I won’t publicly disclose the source code of my auto-pinging script because:
- It’s too easy to write, and anyone with a decent grasp of PHP can do it in less than a day
- I’ve already proven that it can be done and have nothing more to prove
- It can cause more unnecessary grief to the PPS folks
Day 7: Testing and deploying the auto-pinger
By today, the number of posts in the experimental splog had risen to about 400. I have more than enough data to experiment with my auto-pinging script.
Testing and fine-tuning the script taught me a lot of things that curl is capable of. It’s an understatement to say that it is a good URL manipulation tool. It can do virtually anything that the HTTP/HTTPS protocol supports; so this makes it more of a web protocol Swiss army knife!
I found that I can fake a referring URL and UserAgent data among other things. Although my intentions on learning more about curl was to automate an experiment, the experience has shown me that curl would definitely be a good tool to study for future projects.
After about 20 or so rounds of trial and error testing, the script finally works as it should. I set up a cron job to run the script every 15 minutes (PPS policies state that only one ping is allowed within a 7 minute period).
I was done with the getting traffic portion of this experiment and now I’ll just let the whole thing run on auto-pilot. After about two hours, it looks like the script has been performing well. So I decided to just let it do its job for the rest of the day.
Day 8: Obvious problem with the scheduling
I woke up at 5:00am and decided to check out how my experimental splog’s ping has been performing. Lo and behold, half the page was covered with pings from my splog! This is unacceptable because it’s an obvious sign that the pings were automated.
It was entirely my fault though. Even as I exercised due care as to not violate the PPS ping policy, I failed to take into account the average “waking hours” of Malaysians. I have been sending out four pings every hour… even in ungodly hours of the day!
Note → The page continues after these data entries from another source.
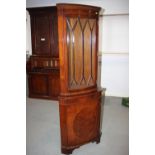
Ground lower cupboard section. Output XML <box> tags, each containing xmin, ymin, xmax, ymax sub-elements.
<box><xmin>59</xmin><ymin>91</ymin><xmax>101</xmax><ymax>154</ymax></box>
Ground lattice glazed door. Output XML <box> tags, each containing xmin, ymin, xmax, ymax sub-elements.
<box><xmin>57</xmin><ymin>4</ymin><xmax>101</xmax><ymax>154</ymax></box>
<box><xmin>66</xmin><ymin>17</ymin><xmax>97</xmax><ymax>89</ymax></box>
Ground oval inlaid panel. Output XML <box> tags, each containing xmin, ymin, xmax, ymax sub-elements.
<box><xmin>73</xmin><ymin>108</ymin><xmax>97</xmax><ymax>139</ymax></box>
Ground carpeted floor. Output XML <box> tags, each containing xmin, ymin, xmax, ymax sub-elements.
<box><xmin>26</xmin><ymin>97</ymin><xmax>129</xmax><ymax>155</ymax></box>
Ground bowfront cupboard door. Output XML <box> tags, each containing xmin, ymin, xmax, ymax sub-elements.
<box><xmin>57</xmin><ymin>4</ymin><xmax>101</xmax><ymax>153</ymax></box>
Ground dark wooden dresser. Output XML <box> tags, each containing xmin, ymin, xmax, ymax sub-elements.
<box><xmin>27</xmin><ymin>4</ymin><xmax>104</xmax><ymax>154</ymax></box>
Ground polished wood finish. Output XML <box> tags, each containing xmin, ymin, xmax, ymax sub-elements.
<box><xmin>27</xmin><ymin>4</ymin><xmax>104</xmax><ymax>154</ymax></box>
<box><xmin>27</xmin><ymin>7</ymin><xmax>60</xmax><ymax>100</ymax></box>
<box><xmin>57</xmin><ymin>4</ymin><xmax>102</xmax><ymax>154</ymax></box>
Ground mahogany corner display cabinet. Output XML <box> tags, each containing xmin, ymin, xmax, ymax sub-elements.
<box><xmin>27</xmin><ymin>4</ymin><xmax>104</xmax><ymax>154</ymax></box>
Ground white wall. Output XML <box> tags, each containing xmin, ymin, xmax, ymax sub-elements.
<box><xmin>99</xmin><ymin>15</ymin><xmax>129</xmax><ymax>97</ymax></box>
<box><xmin>26</xmin><ymin>0</ymin><xmax>129</xmax><ymax>97</ymax></box>
<box><xmin>26</xmin><ymin>0</ymin><xmax>129</xmax><ymax>14</ymax></box>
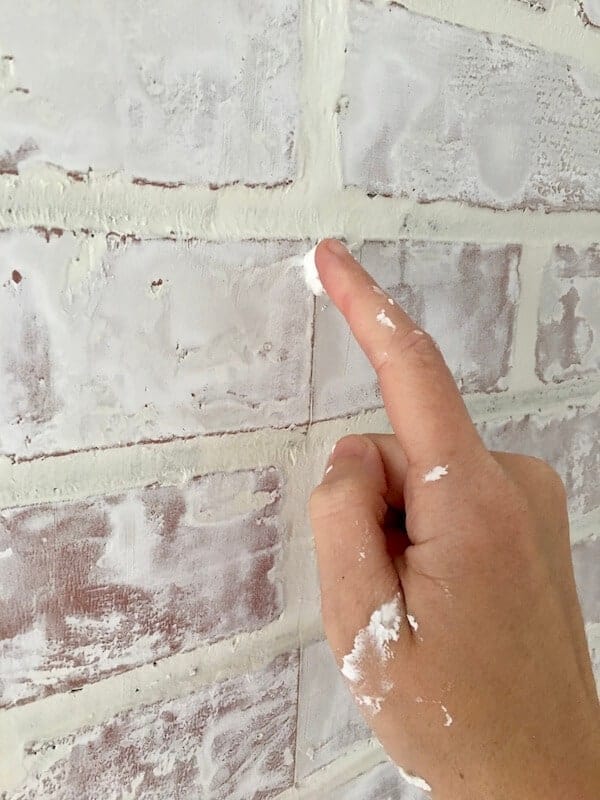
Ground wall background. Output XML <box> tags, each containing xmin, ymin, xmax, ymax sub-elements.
<box><xmin>0</xmin><ymin>0</ymin><xmax>600</xmax><ymax>800</ymax></box>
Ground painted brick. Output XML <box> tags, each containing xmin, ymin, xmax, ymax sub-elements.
<box><xmin>340</xmin><ymin>0</ymin><xmax>600</xmax><ymax>210</ymax></box>
<box><xmin>296</xmin><ymin>642</ymin><xmax>371</xmax><ymax>780</ymax></box>
<box><xmin>536</xmin><ymin>244</ymin><xmax>600</xmax><ymax>382</ymax></box>
<box><xmin>479</xmin><ymin>409</ymin><xmax>600</xmax><ymax>515</ymax></box>
<box><xmin>0</xmin><ymin>0</ymin><xmax>300</xmax><ymax>184</ymax></box>
<box><xmin>313</xmin><ymin>241</ymin><xmax>520</xmax><ymax>418</ymax></box>
<box><xmin>575</xmin><ymin>0</ymin><xmax>600</xmax><ymax>27</ymax></box>
<box><xmin>0</xmin><ymin>468</ymin><xmax>282</xmax><ymax>706</ymax></box>
<box><xmin>571</xmin><ymin>537</ymin><xmax>600</xmax><ymax>623</ymax></box>
<box><xmin>2</xmin><ymin>654</ymin><xmax>298</xmax><ymax>800</ymax></box>
<box><xmin>328</xmin><ymin>761</ymin><xmax>431</xmax><ymax>800</ymax></box>
<box><xmin>0</xmin><ymin>231</ymin><xmax>313</xmax><ymax>457</ymax></box>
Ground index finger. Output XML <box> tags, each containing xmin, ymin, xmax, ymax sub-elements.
<box><xmin>315</xmin><ymin>239</ymin><xmax>483</xmax><ymax>474</ymax></box>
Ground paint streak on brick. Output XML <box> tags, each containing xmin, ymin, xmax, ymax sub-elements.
<box><xmin>340</xmin><ymin>0</ymin><xmax>600</xmax><ymax>210</ymax></box>
<box><xmin>313</xmin><ymin>241</ymin><xmax>521</xmax><ymax>418</ymax></box>
<box><xmin>327</xmin><ymin>762</ymin><xmax>431</xmax><ymax>800</ymax></box>
<box><xmin>2</xmin><ymin>653</ymin><xmax>298</xmax><ymax>800</ymax></box>
<box><xmin>536</xmin><ymin>244</ymin><xmax>600</xmax><ymax>383</ymax></box>
<box><xmin>479</xmin><ymin>409</ymin><xmax>600</xmax><ymax>515</ymax></box>
<box><xmin>0</xmin><ymin>231</ymin><xmax>313</xmax><ymax>458</ymax></box>
<box><xmin>0</xmin><ymin>468</ymin><xmax>282</xmax><ymax>706</ymax></box>
<box><xmin>571</xmin><ymin>537</ymin><xmax>600</xmax><ymax>623</ymax></box>
<box><xmin>296</xmin><ymin>642</ymin><xmax>371</xmax><ymax>780</ymax></box>
<box><xmin>0</xmin><ymin>0</ymin><xmax>300</xmax><ymax>185</ymax></box>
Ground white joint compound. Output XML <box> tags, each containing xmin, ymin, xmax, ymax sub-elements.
<box><xmin>377</xmin><ymin>309</ymin><xmax>396</xmax><ymax>331</ymax></box>
<box><xmin>423</xmin><ymin>464</ymin><xmax>448</xmax><ymax>483</ymax></box>
<box><xmin>398</xmin><ymin>767</ymin><xmax>431</xmax><ymax>792</ymax></box>
<box><xmin>302</xmin><ymin>245</ymin><xmax>325</xmax><ymax>295</ymax></box>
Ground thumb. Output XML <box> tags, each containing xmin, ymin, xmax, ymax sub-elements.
<box><xmin>309</xmin><ymin>435</ymin><xmax>410</xmax><ymax>704</ymax></box>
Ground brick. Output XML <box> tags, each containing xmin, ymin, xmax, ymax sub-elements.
<box><xmin>0</xmin><ymin>468</ymin><xmax>282</xmax><ymax>706</ymax></box>
<box><xmin>479</xmin><ymin>408</ymin><xmax>600</xmax><ymax>516</ymax></box>
<box><xmin>0</xmin><ymin>231</ymin><xmax>313</xmax><ymax>457</ymax></box>
<box><xmin>296</xmin><ymin>642</ymin><xmax>371</xmax><ymax>780</ymax></box>
<box><xmin>0</xmin><ymin>0</ymin><xmax>300</xmax><ymax>184</ymax></box>
<box><xmin>571</xmin><ymin>537</ymin><xmax>600</xmax><ymax>622</ymax></box>
<box><xmin>575</xmin><ymin>0</ymin><xmax>600</xmax><ymax>27</ymax></box>
<box><xmin>313</xmin><ymin>241</ymin><xmax>520</xmax><ymax>418</ymax></box>
<box><xmin>339</xmin><ymin>0</ymin><xmax>600</xmax><ymax>210</ymax></box>
<box><xmin>536</xmin><ymin>244</ymin><xmax>600</xmax><ymax>383</ymax></box>
<box><xmin>328</xmin><ymin>761</ymin><xmax>431</xmax><ymax>800</ymax></box>
<box><xmin>2</xmin><ymin>654</ymin><xmax>298</xmax><ymax>800</ymax></box>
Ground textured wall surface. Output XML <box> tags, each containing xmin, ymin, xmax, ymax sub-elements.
<box><xmin>0</xmin><ymin>0</ymin><xmax>600</xmax><ymax>800</ymax></box>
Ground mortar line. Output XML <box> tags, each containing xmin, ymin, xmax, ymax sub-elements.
<box><xmin>508</xmin><ymin>243</ymin><xmax>553</xmax><ymax>392</ymax></box>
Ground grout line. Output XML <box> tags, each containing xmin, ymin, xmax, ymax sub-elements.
<box><xmin>0</xmin><ymin>378</ymin><xmax>600</xmax><ymax>509</ymax></box>
<box><xmin>508</xmin><ymin>244</ymin><xmax>553</xmax><ymax>392</ymax></box>
<box><xmin>392</xmin><ymin>0</ymin><xmax>600</xmax><ymax>72</ymax></box>
<box><xmin>0</xmin><ymin>177</ymin><xmax>600</xmax><ymax>245</ymax></box>
<box><xmin>275</xmin><ymin>738</ymin><xmax>389</xmax><ymax>800</ymax></box>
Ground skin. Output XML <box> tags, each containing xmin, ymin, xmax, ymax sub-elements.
<box><xmin>309</xmin><ymin>240</ymin><xmax>600</xmax><ymax>800</ymax></box>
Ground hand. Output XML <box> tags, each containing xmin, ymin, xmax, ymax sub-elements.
<box><xmin>310</xmin><ymin>240</ymin><xmax>600</xmax><ymax>800</ymax></box>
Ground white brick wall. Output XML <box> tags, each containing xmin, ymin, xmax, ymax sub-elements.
<box><xmin>0</xmin><ymin>0</ymin><xmax>600</xmax><ymax>800</ymax></box>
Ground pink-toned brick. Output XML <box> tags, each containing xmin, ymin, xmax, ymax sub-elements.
<box><xmin>296</xmin><ymin>642</ymin><xmax>371</xmax><ymax>780</ymax></box>
<box><xmin>571</xmin><ymin>537</ymin><xmax>600</xmax><ymax>623</ymax></box>
<box><xmin>0</xmin><ymin>468</ymin><xmax>282</xmax><ymax>706</ymax></box>
<box><xmin>327</xmin><ymin>762</ymin><xmax>431</xmax><ymax>800</ymax></box>
<box><xmin>536</xmin><ymin>244</ymin><xmax>600</xmax><ymax>383</ymax></box>
<box><xmin>0</xmin><ymin>231</ymin><xmax>313</xmax><ymax>457</ymax></box>
<box><xmin>0</xmin><ymin>0</ymin><xmax>300</xmax><ymax>184</ymax></box>
<box><xmin>313</xmin><ymin>241</ymin><xmax>520</xmax><ymax>418</ymax></box>
<box><xmin>340</xmin><ymin>0</ymin><xmax>600</xmax><ymax>210</ymax></box>
<box><xmin>479</xmin><ymin>408</ymin><xmax>600</xmax><ymax>515</ymax></box>
<box><xmin>3</xmin><ymin>654</ymin><xmax>298</xmax><ymax>800</ymax></box>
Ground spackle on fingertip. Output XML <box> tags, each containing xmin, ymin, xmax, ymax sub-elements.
<box><xmin>302</xmin><ymin>245</ymin><xmax>325</xmax><ymax>295</ymax></box>
<box><xmin>377</xmin><ymin>310</ymin><xmax>396</xmax><ymax>331</ymax></box>
<box><xmin>406</xmin><ymin>614</ymin><xmax>419</xmax><ymax>631</ymax></box>
<box><xmin>423</xmin><ymin>464</ymin><xmax>448</xmax><ymax>483</ymax></box>
<box><xmin>398</xmin><ymin>767</ymin><xmax>431</xmax><ymax>792</ymax></box>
So it’s back to the crontab. Changed the schedule of running my script so that it runs only from Monday to Saturday; at xx:18 and xx:38; where xx is from 9am to 12 midnight.
After 60 days: The conclusion
After running the experimental splog for 60 days from birth, I’m sure you’d be wondering if it had made me a couple of million dollars. I’m happy to tell you that… it didn’t!
I made less than $10 (USD) from my experiment. I can make that much within days from proper web sites, so I’m pretty much disappointed with the results. I’m not disappointed that I didn’t make much money from it… I was really disappointed that people would resort to splogging just for a few dollars.
Maybe I didn’t do the experiment “right”. Maybe my chosen “niche” was not a well-paying one… But from what I’ve seen, splogging was definitely not worth it.
Another surprising thing I discovered was that among the top three search engines, Google indexed the most of my splog’s pages (600 plus pages). Yahoo! was second (indexed 20+ pages), and Live Search only indexed two pages. I’m very suprised with this result especially after all the media coverage Google has been receiving on its war against web spam.
So in the end, all I got was less than $10 and people cursing me for spoiling PPS. Well, I’m sorry that I ruined your PPS experience; but if there’s another conclusion of my experiment, it would be that PPS definitely needs more tender loving care.